Now let's move to the UAVs. This is obviously more difficult. However it is worth noticing that DirectX (and other APIs) by default only mandate that writes by a thread group are only visible to that thread group. This is what allows GCN CU L1 cache to be incoherent between other CU L1 caches. You need to combine the writes at some point, if cache line was partially written, but you can simply use a dirty bitmask for that. There's no need for complex coherency protocol. It's undefinied behavior if two thread groups (potentially executing on different CU) write to the same memory location (group execution order isn't guaranteed and memory order isn't guaranteed = race condition). If we forget that atomics and globallycoherent UAV attribute exist, we simply need to combine partial dirty cache line with existing data (using a bit mask) when it is written to memory.

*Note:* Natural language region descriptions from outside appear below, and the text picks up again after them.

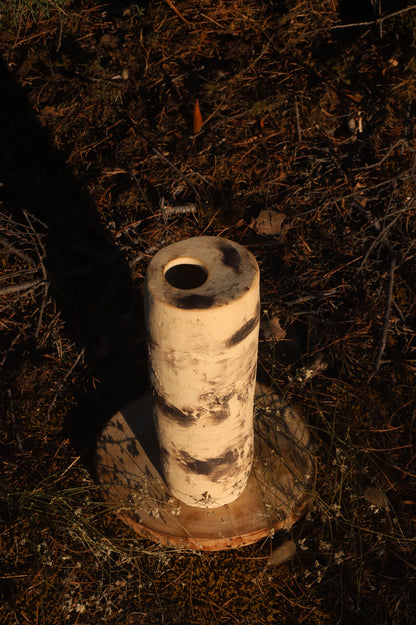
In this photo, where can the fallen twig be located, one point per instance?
(387, 312)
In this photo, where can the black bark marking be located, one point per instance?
(230, 256)
(214, 468)
(218, 406)
(244, 331)
(189, 302)
(184, 416)
(132, 448)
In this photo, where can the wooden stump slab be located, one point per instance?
(278, 491)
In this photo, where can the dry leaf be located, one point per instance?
(197, 118)
(283, 553)
(376, 497)
(270, 222)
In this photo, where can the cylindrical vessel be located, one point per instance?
(202, 314)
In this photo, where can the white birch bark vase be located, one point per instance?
(202, 315)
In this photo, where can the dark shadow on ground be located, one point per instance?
(90, 281)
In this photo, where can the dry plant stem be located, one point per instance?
(387, 312)
(51, 405)
(378, 21)
(17, 288)
(178, 171)
(178, 13)
(13, 421)
(12, 249)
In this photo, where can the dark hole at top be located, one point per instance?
(186, 276)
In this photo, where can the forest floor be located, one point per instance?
(288, 127)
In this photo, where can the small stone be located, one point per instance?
(286, 551)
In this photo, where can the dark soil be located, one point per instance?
(104, 159)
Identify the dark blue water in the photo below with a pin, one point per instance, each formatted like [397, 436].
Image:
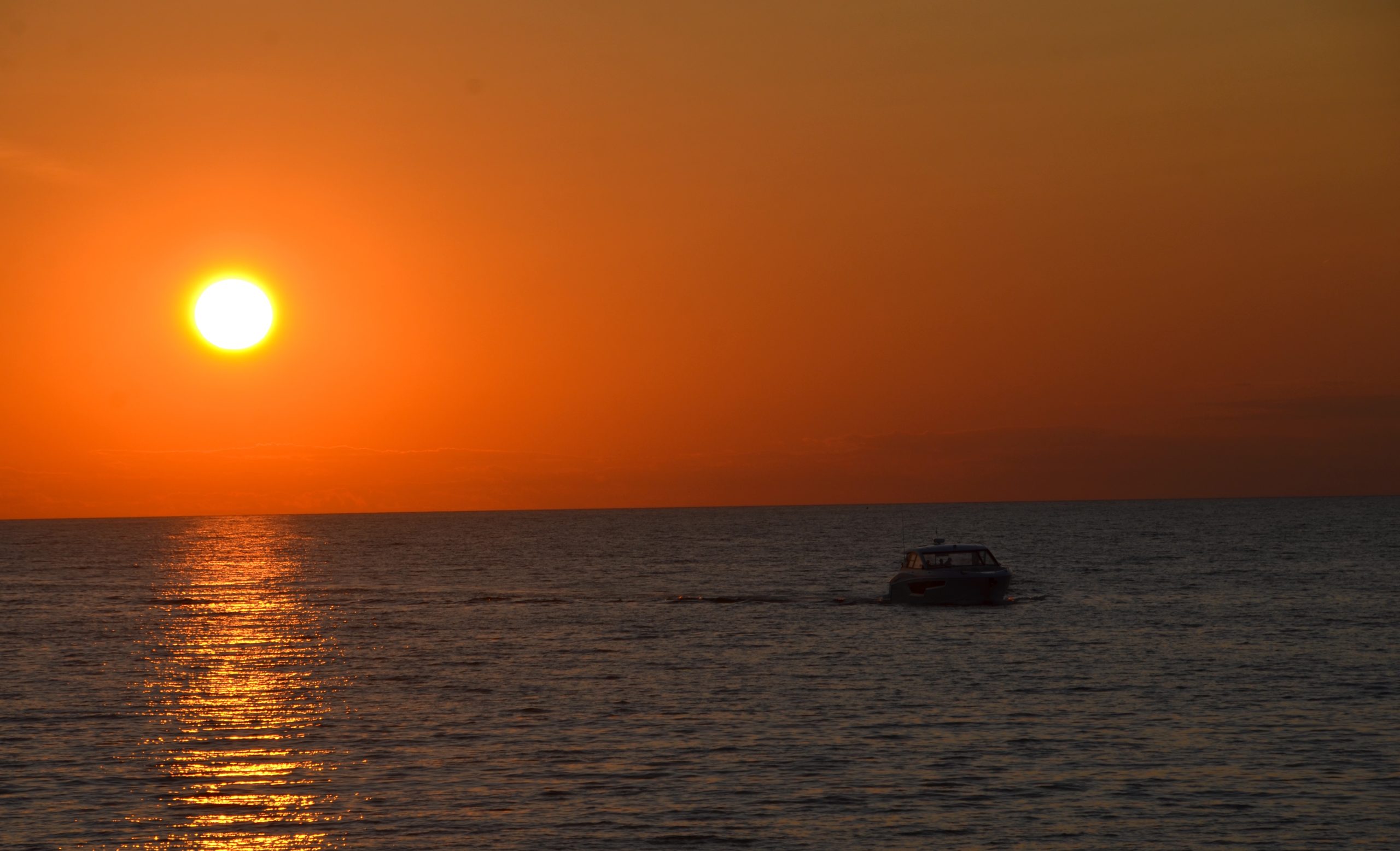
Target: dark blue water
[1179, 674]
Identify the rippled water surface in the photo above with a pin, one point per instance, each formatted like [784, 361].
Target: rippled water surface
[1172, 674]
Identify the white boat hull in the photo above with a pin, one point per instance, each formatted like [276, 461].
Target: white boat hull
[949, 587]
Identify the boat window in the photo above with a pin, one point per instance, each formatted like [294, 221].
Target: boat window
[973, 559]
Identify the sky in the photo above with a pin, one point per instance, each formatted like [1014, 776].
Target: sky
[555, 255]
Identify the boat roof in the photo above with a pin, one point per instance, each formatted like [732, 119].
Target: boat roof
[948, 548]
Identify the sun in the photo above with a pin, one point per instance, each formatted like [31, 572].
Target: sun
[233, 314]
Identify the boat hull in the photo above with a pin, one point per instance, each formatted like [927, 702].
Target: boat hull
[949, 587]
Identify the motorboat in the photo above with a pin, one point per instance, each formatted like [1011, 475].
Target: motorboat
[949, 574]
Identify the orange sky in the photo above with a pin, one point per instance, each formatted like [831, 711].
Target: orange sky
[667, 254]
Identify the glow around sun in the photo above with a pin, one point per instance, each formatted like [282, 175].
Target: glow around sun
[233, 314]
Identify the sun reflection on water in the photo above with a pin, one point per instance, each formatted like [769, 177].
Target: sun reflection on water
[238, 690]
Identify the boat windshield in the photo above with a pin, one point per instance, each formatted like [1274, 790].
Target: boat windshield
[973, 559]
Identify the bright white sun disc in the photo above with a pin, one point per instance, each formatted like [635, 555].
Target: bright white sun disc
[233, 314]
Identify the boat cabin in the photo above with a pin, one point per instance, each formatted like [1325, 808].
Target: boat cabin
[949, 555]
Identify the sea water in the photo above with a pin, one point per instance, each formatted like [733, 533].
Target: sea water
[1172, 674]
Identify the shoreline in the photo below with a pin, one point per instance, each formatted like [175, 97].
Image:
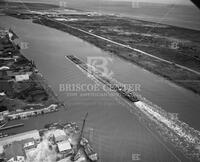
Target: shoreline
[136, 58]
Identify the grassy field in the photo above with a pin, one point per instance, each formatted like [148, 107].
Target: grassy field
[180, 76]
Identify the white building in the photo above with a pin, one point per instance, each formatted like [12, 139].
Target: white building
[64, 146]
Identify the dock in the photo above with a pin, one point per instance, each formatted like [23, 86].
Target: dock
[12, 126]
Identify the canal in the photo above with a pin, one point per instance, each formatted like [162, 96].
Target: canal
[117, 135]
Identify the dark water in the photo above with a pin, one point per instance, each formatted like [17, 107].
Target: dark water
[117, 133]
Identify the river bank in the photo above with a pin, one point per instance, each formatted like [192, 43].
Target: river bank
[170, 71]
[24, 92]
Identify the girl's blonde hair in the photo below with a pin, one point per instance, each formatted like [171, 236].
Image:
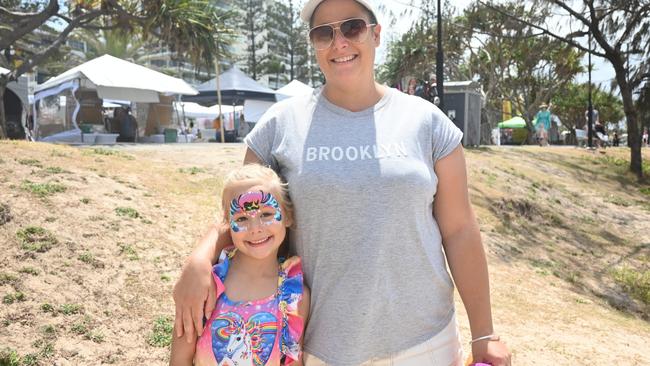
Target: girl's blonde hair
[265, 176]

Globallycoherent attribute for UAV is a difficult case. It means that UAV writes must be visible for other CUs after doing DeviceMemoryBarrierWithGroupSync. Groups can use it in combination with atomics to ensure data visibility between groups. However this isn't a common use case in current rendering code. For example Unreal Engine code base shows zero hits for "globallycoherent". Atomics however are used quite commonly in modern rendering code (without combining it with globallycoherent UAV). DirectX mandates that atomics are visible to other groups (even without a barrier). The most common use case is one global counter (atomic add), but you could do random access writes with atomics to a buffer or even a texture (both 2d and 3d texture atomics exist). But I would argue that the bandwidth used for atomics and globallycoherent UAVs is tiny compared to other memory accesses, meaning that we don't need full width bus between the GPUs (for transferring cache lines touched by these operations requiring coherency).
But these operations still exist and must be supported relatively efficiently. So it definitely isn't a trivial thing to scale to 2P GPU system with memory coherence and automatic load balancing (automatically split single dispatch or draw call to both).
However if we compare CPU and GPU, I would argue that GPU seems much simpler to scale up. CPU is constantly accessing memory. Stack = memory. Compilers write registers to memory very frequently to pass them to function calls, to index them and to spill them. There's potential coherency implication on each read and write. GPU code on the other hand is designed to do much less memory operations. Most operations are done in registers and in groupshared memory. Writing a result to memory and immediately reading it back from memory afterwards is not a common case. Most memory regions (resources) that are random accessed are marked as read only. Most resources that are written are marked as only needing group coherency (group = all threads executing on same CU). Resources needing full real time coherency between CUs and between multiple GPUs are rare, and most of these accesses are simple atomic counters (one cache line bouncing between GPUs). This is a much simpler system to optimize than CPUs.